Prime Minister Narendra Modi while addressing the Rajya Sabha on Monday, 8 February, referred to Netaji Subhash Chandra Bose as the “first prime minister of the first government of the Azad Hind Fauj (Indian National Army).”
Soon after, BJP leader Kapil Mishra in a tweet misquoted the Prime Minister as saying that “Netaji Subhash Chandra Bose, was the first Prime Minister of India,” a claim which was then reiterated by right-wing propaganda website OpIndia and subsequently picked by several social media users.
This comes as the incumbent Trinamool Congress (TMC) government and the Bharatiya Janata Party (BJP) in West Bengal continue to spar over Netaji’s legacy with Assembly elections round the corner.
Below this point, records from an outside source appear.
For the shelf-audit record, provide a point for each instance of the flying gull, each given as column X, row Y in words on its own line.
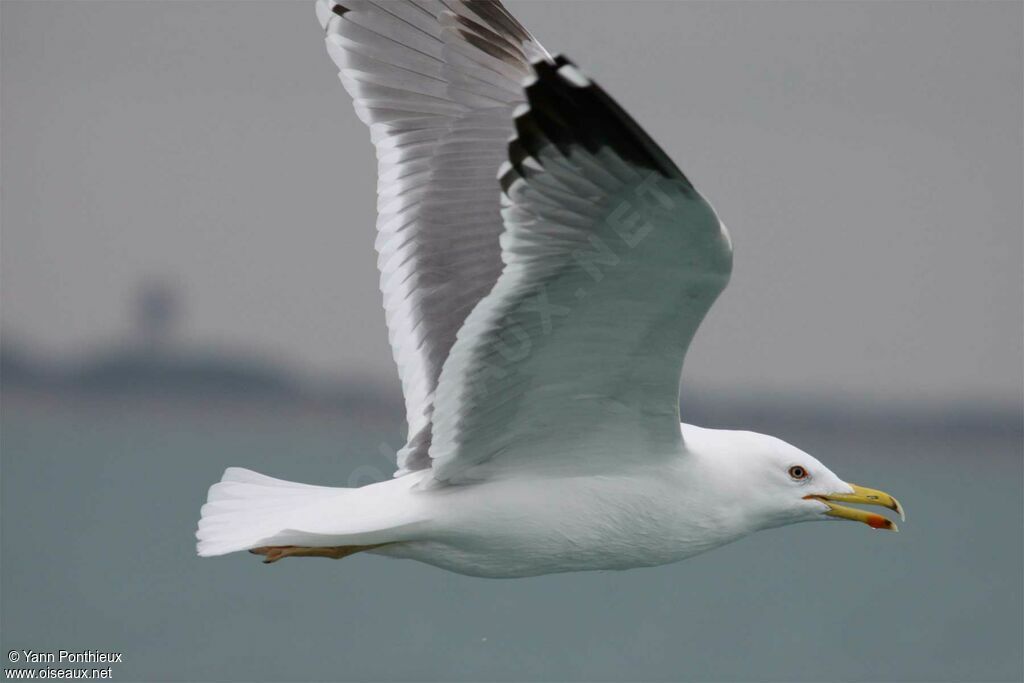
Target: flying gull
column 544, row 266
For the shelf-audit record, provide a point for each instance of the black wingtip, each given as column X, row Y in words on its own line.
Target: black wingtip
column 570, row 112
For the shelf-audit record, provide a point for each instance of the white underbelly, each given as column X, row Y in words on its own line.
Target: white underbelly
column 523, row 527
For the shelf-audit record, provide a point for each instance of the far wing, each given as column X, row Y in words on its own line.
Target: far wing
column 436, row 81
column 611, row 261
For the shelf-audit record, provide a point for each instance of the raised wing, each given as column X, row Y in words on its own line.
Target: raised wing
column 436, row 82
column 612, row 259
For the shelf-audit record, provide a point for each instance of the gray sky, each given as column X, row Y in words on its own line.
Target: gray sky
column 865, row 157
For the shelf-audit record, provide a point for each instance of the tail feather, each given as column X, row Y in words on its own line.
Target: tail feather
column 248, row 510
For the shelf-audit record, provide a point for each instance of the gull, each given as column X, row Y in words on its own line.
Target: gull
column 545, row 266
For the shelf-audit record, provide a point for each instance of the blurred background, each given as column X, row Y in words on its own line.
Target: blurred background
column 188, row 283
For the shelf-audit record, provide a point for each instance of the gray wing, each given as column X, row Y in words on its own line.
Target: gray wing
column 611, row 261
column 436, row 82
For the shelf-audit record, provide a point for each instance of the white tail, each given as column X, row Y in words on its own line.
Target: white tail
column 247, row 510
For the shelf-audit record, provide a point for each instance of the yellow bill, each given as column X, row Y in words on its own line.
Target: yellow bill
column 862, row 496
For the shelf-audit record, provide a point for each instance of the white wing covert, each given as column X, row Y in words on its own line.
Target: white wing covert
column 436, row 82
column 611, row 261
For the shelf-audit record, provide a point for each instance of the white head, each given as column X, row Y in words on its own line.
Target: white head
column 762, row 481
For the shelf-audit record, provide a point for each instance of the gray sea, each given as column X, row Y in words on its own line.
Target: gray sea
column 100, row 501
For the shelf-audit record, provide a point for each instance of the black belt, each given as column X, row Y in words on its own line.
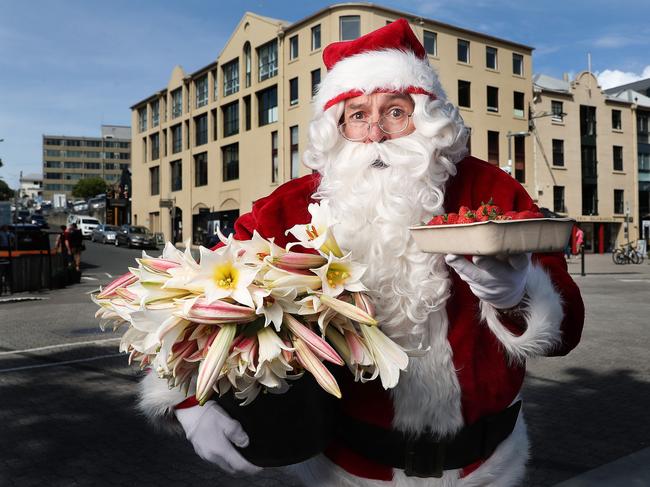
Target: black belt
column 426, row 455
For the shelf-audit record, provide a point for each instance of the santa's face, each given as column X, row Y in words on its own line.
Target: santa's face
column 377, row 117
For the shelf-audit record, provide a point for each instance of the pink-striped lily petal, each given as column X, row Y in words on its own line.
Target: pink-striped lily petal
column 319, row 346
column 312, row 363
column 210, row 368
column 122, row 281
column 347, row 309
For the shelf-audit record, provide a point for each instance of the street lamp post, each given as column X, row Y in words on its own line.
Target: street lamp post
column 510, row 135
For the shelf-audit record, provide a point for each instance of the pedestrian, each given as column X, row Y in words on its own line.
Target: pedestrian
column 388, row 151
column 75, row 245
column 580, row 240
column 61, row 244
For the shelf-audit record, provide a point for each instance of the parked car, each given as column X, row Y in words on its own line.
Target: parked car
column 134, row 236
column 38, row 219
column 104, row 234
column 87, row 225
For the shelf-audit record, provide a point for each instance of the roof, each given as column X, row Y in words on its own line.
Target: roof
column 639, row 86
column 631, row 96
column 546, row 83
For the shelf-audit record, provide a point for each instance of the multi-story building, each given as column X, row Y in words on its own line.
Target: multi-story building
column 68, row 159
column 584, row 157
column 638, row 95
column 211, row 142
column 31, row 187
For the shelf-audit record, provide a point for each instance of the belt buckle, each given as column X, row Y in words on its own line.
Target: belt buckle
column 424, row 469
The Provisional Government of Azad Hind
While it is well-documented that India’s first prime minister was Jawaharlal Nehru, Netaji Subhash Chandra Bose on 21 October 1943 announced the formation of the Provisional Government of Azad Hind (Free India) in Singapore, with himself as the Head of State, Prime Minister and Minister of War.
A provisional government is an interim government set-up to manage political transitions, especially in case of the formation of new nations or following the collapse of the previous governing administration.
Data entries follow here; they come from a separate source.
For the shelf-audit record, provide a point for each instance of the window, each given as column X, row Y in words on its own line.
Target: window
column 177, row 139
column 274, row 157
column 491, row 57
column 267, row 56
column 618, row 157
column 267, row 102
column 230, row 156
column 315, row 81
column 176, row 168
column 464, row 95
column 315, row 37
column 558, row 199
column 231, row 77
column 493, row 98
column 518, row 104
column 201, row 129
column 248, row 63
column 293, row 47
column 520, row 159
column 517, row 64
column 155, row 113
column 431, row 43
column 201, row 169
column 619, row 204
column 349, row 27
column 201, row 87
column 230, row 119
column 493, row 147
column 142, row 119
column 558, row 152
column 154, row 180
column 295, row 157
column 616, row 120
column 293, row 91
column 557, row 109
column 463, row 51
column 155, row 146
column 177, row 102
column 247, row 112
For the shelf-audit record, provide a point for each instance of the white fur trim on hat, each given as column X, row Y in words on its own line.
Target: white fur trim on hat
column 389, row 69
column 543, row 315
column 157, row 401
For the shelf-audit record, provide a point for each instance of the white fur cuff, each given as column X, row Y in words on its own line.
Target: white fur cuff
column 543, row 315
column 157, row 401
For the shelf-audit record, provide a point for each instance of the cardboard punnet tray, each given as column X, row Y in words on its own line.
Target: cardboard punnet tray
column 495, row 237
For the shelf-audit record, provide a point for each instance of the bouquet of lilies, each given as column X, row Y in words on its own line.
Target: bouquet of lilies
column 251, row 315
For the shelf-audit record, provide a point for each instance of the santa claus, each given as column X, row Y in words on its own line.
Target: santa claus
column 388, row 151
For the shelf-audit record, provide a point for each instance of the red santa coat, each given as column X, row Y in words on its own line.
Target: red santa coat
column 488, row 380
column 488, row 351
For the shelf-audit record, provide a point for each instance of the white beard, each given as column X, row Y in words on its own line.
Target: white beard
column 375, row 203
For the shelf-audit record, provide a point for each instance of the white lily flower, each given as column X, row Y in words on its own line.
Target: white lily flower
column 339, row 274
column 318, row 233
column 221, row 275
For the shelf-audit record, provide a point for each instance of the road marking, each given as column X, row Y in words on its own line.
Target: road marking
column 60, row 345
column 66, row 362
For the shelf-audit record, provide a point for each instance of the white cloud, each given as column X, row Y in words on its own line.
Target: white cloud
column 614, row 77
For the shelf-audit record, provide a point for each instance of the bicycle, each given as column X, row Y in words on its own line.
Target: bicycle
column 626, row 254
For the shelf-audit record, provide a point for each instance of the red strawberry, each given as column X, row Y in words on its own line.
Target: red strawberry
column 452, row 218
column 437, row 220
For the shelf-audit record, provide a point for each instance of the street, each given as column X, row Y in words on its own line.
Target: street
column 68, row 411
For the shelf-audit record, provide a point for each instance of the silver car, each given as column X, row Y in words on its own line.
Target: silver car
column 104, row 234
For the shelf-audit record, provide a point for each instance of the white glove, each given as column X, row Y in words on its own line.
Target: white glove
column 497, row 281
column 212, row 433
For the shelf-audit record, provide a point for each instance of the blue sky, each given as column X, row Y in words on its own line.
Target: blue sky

A report by The Wire, dated 21 October 2020 mentions that the Provisional Government of Free India (PGFI) operated out of Singapore and had its own currency, court, civil code, and national anthem ‘Subh Sukh Chain’.
“The PGFI was recognised by nine Axis-aligned countries: Japan, Germany, Italy, Croatia, Burma, Thailand, Philippines, Manchukuo (Manchuria), and the Republic of China (Wang Jingwei regime). It received a note of congratulations from the Prime Minister of Ireland, Eamon de Valera,” the report states.
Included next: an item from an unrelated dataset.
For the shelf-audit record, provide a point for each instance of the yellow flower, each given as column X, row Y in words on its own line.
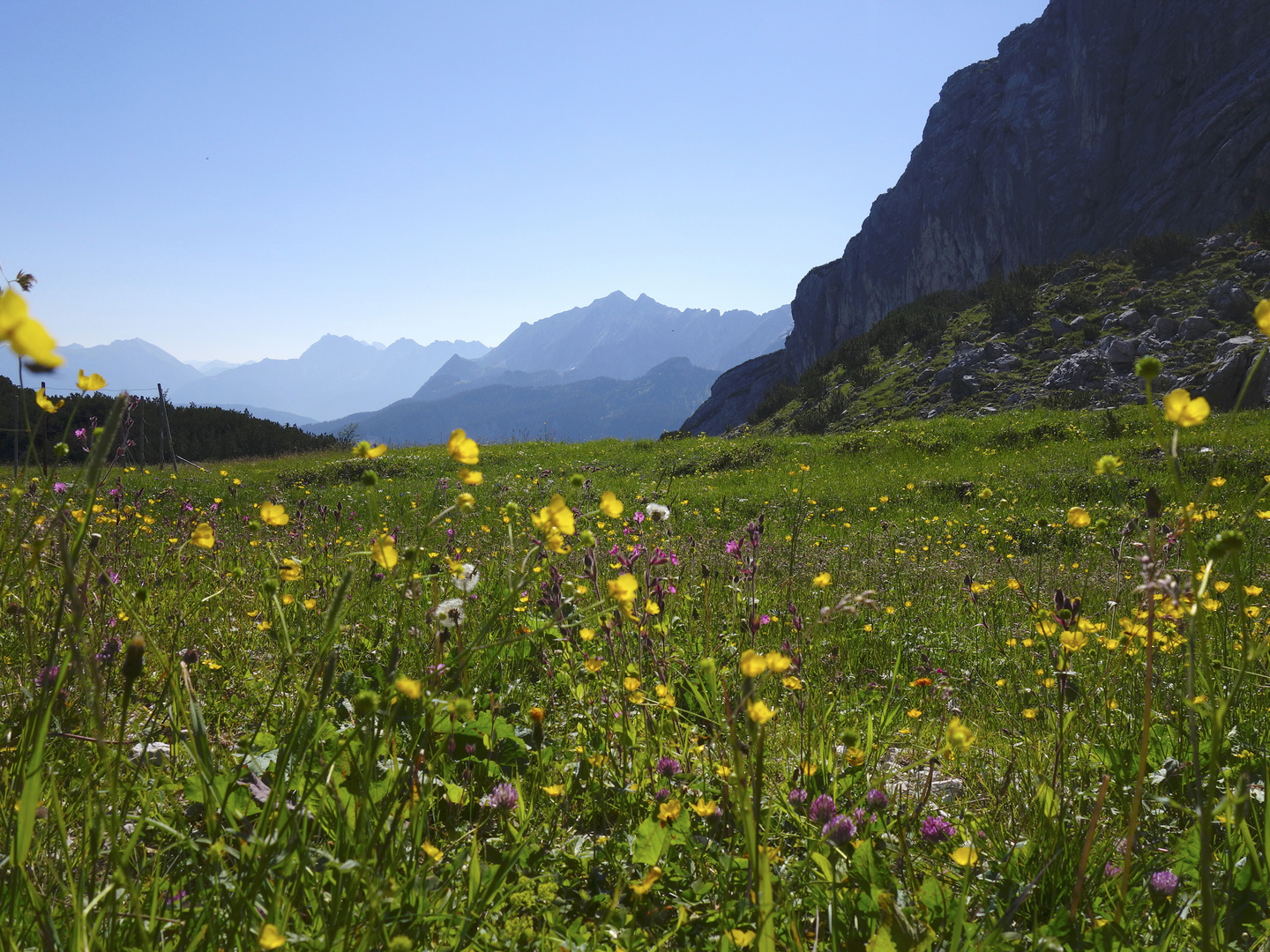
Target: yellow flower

Was Provisional Government of Azad Hind the First Government of India in Exile?
No. The first Indian government in exile was formed in 1915 by Mahendra Pratap and Maulana Barkatullah, who served as its President and Prime Minister respectively. The government was formally called ‘Hukumat-i-Moktar-i-Hind’.
This report by Outlook from 2018 details how Raja Mahendra Pratap Singh — prince of the native state of Hathras and alumnus of the Aligarh Muslim University — travelled far and wide, from Berlin to Istanbul and Moscow, enlisting support for India’s freedom.
Clearly, Bose wasn’t India’s first head of state even if we consider the governments formed in exile, pre-Independence.
‘Bose Never Called Himself the Prime Minister of India’
We spoke to author and senior columnist Sudheendra Kulkarni who said that the statements on social media calling Bose the first prime minister of India are a part of the concerted efforts by the BJP to distort the history of India’s freedom movement.
“The BJP for long has been trying to co-opt many leaders of India’s freedom movement, except Jawaharlal Nehru. They have managed to successfully co-opt Sardar Patel to a great extent and have sidelined Mahatma Gandhi reducing him to a brand ambassador of the Swachh Bharat Abhiyaan,” Kulkarni said.
“Netaji Bose is another personality from freedom movement who they are trying to co-opt. Bose never called himself the Prime Minister of India and even though he formed the government of free India in exile in Singapore, he made it very clear that after India gains independence, the Congress will decide the nature of the government of real free India.”Sudheendra Kulkarni, Author & Columnist
The provisional government set up by Subhash Chandra Bose played a crucial role in India’s freedom struggle by enabling negotiations with the Japanese and mobilisation of support for India in east Asia. However, it was by no stretch the first such attempt at gaining international support and Bose was definitely not the “first prime minister of India.”